O POSITIVISMO NO BRASIL

A doutrina positivista se expandiu das terras europeias e aportou no Brasil como sendo um grande movimento, ao ponto de sermos considerados a segunda pátria do Positivismo. O movimento surgiu em território nacional a partir de 1850, quando então se tornou visível na Escola Militar, no Colégio Pedro II, na Escola da Marinha, na Escola de Medicina e na Escola Politécnica, principalmente como sendo uma reação saperológica, ou filosófica, contra a doutrina confessional católica tão presente na sociedade brasileira.

A sua máxima influência ocorreu na Proclamação da República, em 1889, em que se destacou o Cel.

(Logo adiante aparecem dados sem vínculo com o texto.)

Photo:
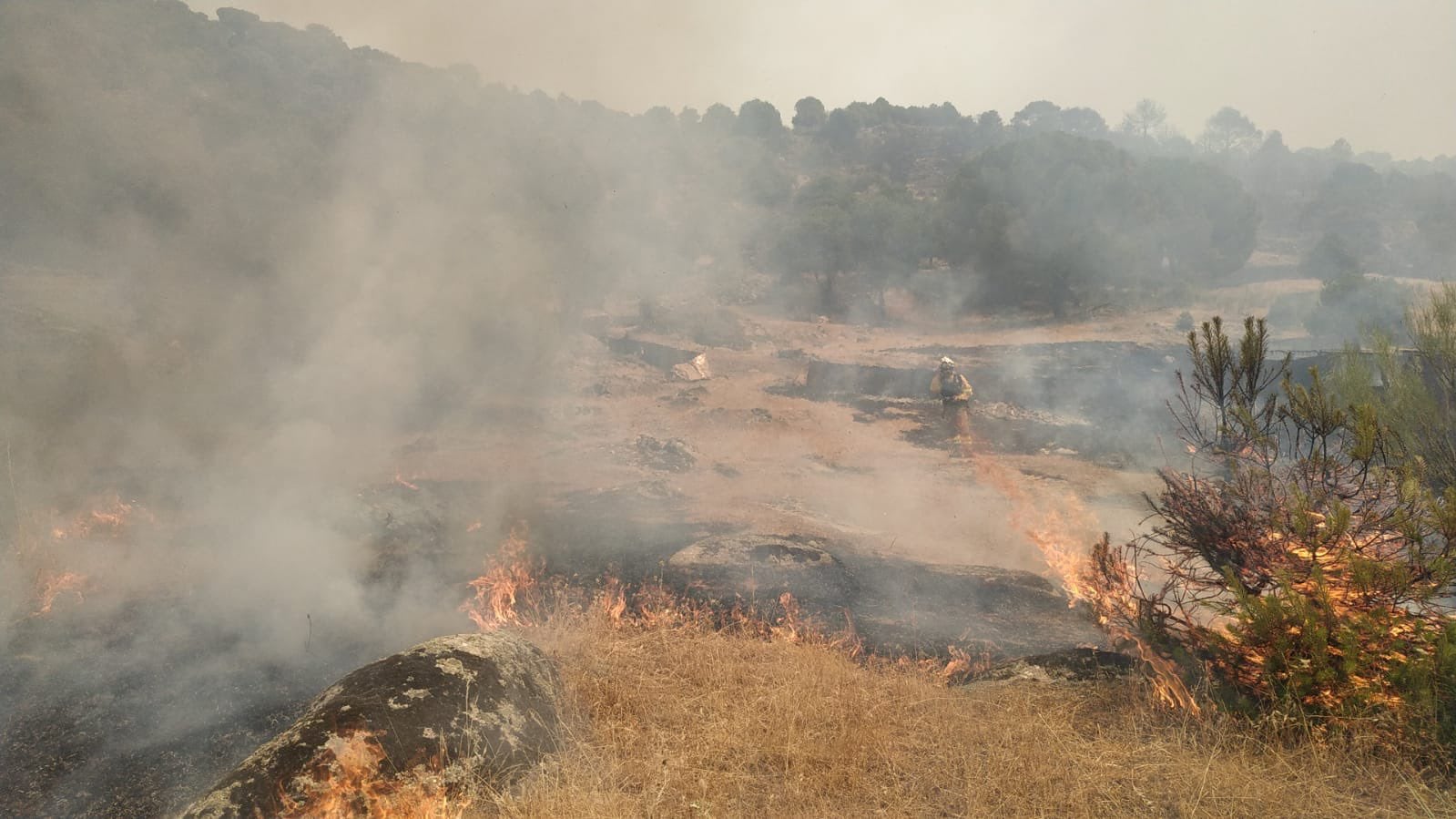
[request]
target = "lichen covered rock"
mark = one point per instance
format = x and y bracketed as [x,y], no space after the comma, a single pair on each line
[453,710]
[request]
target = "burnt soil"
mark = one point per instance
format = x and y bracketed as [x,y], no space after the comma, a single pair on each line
[134,706]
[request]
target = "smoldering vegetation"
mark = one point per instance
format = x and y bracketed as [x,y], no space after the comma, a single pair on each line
[243,267]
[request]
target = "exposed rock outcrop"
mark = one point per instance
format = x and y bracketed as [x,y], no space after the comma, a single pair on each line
[471,707]
[762,566]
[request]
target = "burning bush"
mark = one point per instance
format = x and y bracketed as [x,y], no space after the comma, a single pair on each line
[1298,566]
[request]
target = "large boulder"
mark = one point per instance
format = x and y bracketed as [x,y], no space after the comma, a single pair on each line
[449,712]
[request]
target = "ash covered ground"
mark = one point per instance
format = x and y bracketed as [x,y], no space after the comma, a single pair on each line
[734,488]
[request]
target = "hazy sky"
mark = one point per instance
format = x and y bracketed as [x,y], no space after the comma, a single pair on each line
[1380,75]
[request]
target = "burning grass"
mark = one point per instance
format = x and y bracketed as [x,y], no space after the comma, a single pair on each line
[682,710]
[677,721]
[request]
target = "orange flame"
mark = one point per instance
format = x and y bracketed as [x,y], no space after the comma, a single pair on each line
[56,585]
[508,592]
[109,519]
[1056,531]
[352,783]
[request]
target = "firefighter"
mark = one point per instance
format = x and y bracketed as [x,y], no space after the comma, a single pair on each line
[955,403]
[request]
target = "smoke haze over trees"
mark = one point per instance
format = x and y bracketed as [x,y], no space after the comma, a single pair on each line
[283,240]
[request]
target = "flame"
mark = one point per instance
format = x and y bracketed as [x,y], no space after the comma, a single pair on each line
[108,519]
[513,593]
[1056,531]
[352,783]
[507,588]
[56,585]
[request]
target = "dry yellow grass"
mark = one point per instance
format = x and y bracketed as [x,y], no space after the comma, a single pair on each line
[695,723]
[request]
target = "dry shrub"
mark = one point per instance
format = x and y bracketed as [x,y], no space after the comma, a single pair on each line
[687,722]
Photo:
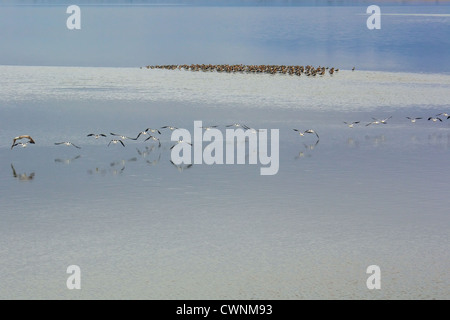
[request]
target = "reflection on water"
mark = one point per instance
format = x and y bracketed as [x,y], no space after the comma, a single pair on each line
[67,160]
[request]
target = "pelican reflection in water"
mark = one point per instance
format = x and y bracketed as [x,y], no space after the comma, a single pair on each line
[22,176]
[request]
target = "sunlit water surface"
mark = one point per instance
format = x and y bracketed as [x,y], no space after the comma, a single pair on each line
[141,228]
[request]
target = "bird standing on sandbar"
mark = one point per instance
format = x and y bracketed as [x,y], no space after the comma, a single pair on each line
[115,141]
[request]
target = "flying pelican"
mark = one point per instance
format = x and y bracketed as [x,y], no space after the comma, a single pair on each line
[115,141]
[302,133]
[67,143]
[350,125]
[413,119]
[96,135]
[30,140]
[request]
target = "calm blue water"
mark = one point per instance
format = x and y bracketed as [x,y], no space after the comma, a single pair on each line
[141,228]
[414,39]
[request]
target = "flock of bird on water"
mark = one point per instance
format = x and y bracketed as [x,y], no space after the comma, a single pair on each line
[270,69]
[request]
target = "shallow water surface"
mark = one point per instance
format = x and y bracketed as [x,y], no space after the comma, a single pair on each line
[140,227]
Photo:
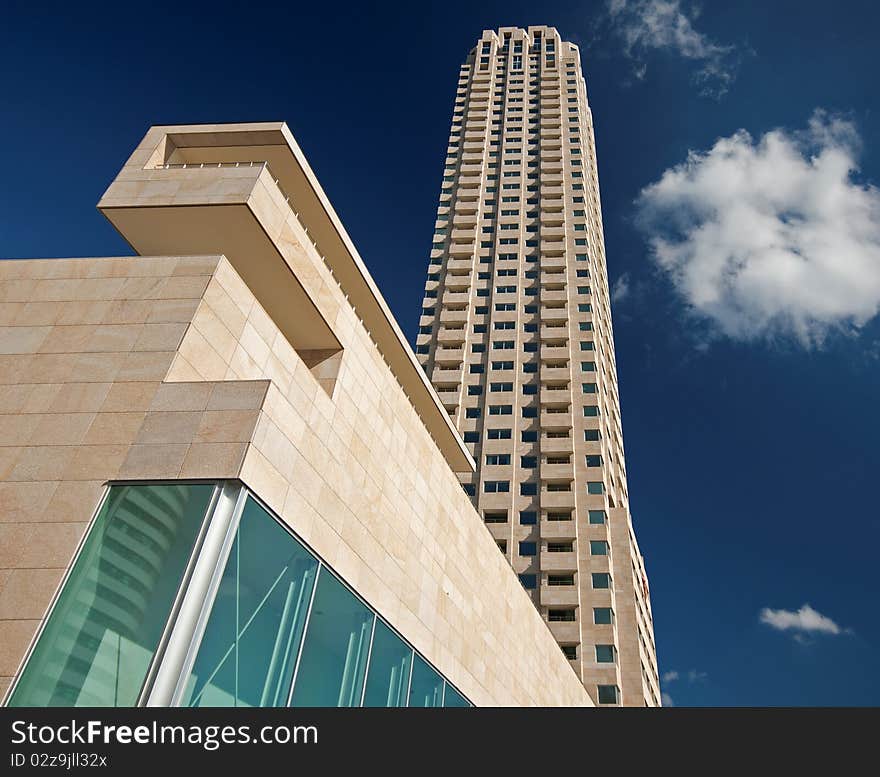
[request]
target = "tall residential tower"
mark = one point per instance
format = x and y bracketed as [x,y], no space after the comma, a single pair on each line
[516,336]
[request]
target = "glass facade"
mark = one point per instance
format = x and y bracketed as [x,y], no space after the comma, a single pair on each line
[100,640]
[278,627]
[247,654]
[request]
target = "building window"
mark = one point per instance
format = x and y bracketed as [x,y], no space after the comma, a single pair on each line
[273,606]
[529,582]
[496,486]
[601,580]
[608,694]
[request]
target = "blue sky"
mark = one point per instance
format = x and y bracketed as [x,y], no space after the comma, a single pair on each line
[737,150]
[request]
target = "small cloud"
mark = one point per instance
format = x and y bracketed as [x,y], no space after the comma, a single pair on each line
[805,621]
[620,289]
[771,238]
[664,25]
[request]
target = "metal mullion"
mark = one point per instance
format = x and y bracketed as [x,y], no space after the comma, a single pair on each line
[190,620]
[369,657]
[305,631]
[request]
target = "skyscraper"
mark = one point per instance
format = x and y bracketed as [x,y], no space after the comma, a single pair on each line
[516,337]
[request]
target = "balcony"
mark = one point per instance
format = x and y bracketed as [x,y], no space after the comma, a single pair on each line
[556,396]
[551,232]
[553,263]
[553,500]
[467,206]
[552,192]
[459,265]
[554,471]
[565,632]
[552,203]
[558,530]
[553,314]
[462,249]
[558,562]
[456,298]
[450,336]
[555,373]
[559,421]
[556,247]
[559,595]
[556,445]
[554,352]
[446,376]
[453,316]
[449,355]
[465,221]
[449,397]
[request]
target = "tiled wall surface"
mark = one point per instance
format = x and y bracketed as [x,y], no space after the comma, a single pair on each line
[134,368]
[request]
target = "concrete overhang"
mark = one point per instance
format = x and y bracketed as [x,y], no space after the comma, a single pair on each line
[227,189]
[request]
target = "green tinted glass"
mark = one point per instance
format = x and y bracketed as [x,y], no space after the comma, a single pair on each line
[102,634]
[426,689]
[334,654]
[249,648]
[452,698]
[390,664]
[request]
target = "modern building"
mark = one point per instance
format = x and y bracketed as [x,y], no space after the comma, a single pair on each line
[225,478]
[516,335]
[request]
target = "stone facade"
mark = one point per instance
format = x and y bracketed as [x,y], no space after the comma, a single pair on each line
[193,366]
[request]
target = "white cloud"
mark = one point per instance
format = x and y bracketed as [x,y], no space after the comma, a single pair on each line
[805,620]
[664,25]
[621,288]
[771,238]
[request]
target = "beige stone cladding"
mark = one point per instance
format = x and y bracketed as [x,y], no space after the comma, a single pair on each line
[172,367]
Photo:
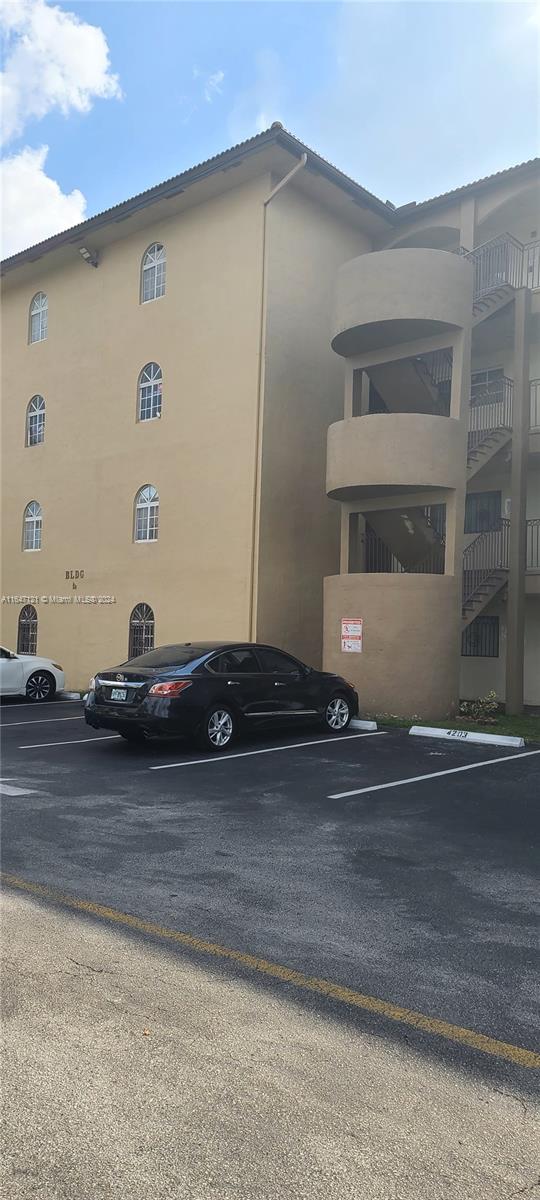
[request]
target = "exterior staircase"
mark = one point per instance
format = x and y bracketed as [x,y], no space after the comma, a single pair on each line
[490,425]
[485,570]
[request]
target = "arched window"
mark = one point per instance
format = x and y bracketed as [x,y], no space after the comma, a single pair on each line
[150,391]
[154,273]
[147,514]
[31,526]
[141,630]
[35,421]
[27,635]
[39,310]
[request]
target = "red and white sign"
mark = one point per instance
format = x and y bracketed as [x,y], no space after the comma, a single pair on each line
[352,635]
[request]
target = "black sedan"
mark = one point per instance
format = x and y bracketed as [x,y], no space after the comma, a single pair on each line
[213,691]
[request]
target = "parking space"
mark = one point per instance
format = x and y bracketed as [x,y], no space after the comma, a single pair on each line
[400,867]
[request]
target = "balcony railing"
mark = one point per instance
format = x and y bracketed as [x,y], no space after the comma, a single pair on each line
[504,261]
[489,552]
[491,411]
[535,403]
[533,545]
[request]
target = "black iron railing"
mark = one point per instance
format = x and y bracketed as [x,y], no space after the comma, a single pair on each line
[535,403]
[532,264]
[533,545]
[381,559]
[487,553]
[504,261]
[491,411]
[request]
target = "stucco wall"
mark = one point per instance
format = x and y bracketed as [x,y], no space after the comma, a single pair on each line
[409,663]
[299,529]
[201,455]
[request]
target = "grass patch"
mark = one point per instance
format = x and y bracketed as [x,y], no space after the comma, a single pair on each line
[526,726]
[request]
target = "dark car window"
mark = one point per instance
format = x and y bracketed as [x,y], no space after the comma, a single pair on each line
[167,657]
[275,663]
[234,663]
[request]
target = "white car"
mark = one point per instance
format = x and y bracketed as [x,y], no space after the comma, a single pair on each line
[25,675]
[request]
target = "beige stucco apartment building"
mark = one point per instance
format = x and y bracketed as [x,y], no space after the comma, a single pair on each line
[257,402]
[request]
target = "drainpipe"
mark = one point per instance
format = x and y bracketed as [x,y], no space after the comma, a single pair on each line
[299,166]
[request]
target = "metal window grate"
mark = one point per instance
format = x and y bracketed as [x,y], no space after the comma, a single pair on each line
[154,273]
[147,516]
[483,511]
[39,312]
[150,391]
[142,625]
[27,634]
[33,526]
[35,421]
[480,640]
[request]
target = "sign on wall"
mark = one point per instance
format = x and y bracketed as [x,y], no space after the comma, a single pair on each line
[352,635]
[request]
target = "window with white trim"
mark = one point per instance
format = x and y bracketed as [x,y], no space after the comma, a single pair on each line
[27,633]
[150,391]
[35,421]
[39,313]
[147,514]
[142,624]
[31,526]
[154,273]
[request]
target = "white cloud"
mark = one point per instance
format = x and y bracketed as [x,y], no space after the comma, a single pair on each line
[33,205]
[213,85]
[53,60]
[263,101]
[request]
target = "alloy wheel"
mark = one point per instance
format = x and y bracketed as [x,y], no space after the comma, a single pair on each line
[220,727]
[39,687]
[337,713]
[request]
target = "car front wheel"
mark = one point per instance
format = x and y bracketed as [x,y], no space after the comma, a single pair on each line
[219,729]
[40,687]
[337,714]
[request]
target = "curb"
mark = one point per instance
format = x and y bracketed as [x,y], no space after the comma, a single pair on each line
[491,739]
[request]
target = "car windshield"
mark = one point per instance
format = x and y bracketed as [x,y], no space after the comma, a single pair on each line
[167,657]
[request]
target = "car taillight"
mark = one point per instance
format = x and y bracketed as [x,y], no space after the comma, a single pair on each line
[169,689]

Benjamin Constant, um dos grandes adeptos da doutrina positivista, destacando-se como sendo o mais influente de todos, por isso o Positivismo teve uma forte presença em todo o ambiente militar brasileiro, moldando os seus ideais, que foram refletidos na bandeira brasileira e no próprio governo da época, Assim, o Positivismo brasileiro se fez presente principalmente nos movimentos de caráter republicanos e abolicionistas.

A influência da doutrina de Augusto Comte pôde ser observada no Brasil até nas rebeliões tenentistas da década de 20, no século seguinte, na organização estatal e nos projetos de desenvolvimento nacionalistas burgueses do primeiro governo de Getúlio Vargas.

A Constituição da República dos Estados Unidos do Brasil, de 1891, ou a Constituição de 1891, foi a primeira Constituição republicana do país, promulgada em dois anos de negociações após a queda do imperador D. Pedro II, tendo sido inspirada no exemplo norte-americano e moldada pela saperologia, ou filosofia, francesa do Positivismo. Foi esta a Constituição que estabeleceu as principais características do Estado brasileiro contemporâneo, como o modelo presidencialista e federativo, o voto direto — ainda que masculino e não secreto — para representantes do executivo e do legislativo, a separação entre Estado e Igreja, que é a laicidade, e a independência entre os três poderes, tendo decretado o fim das instituições monárquicas, como o Poder Moderador e o Conselho de Estado. Esta Constituição durou até a Revolução de 1930, mas que foi um golpe, sofrendo apenas uma grande alteração neste período, que foram as Emendas Constitucionais ocorridas no ano de 1926.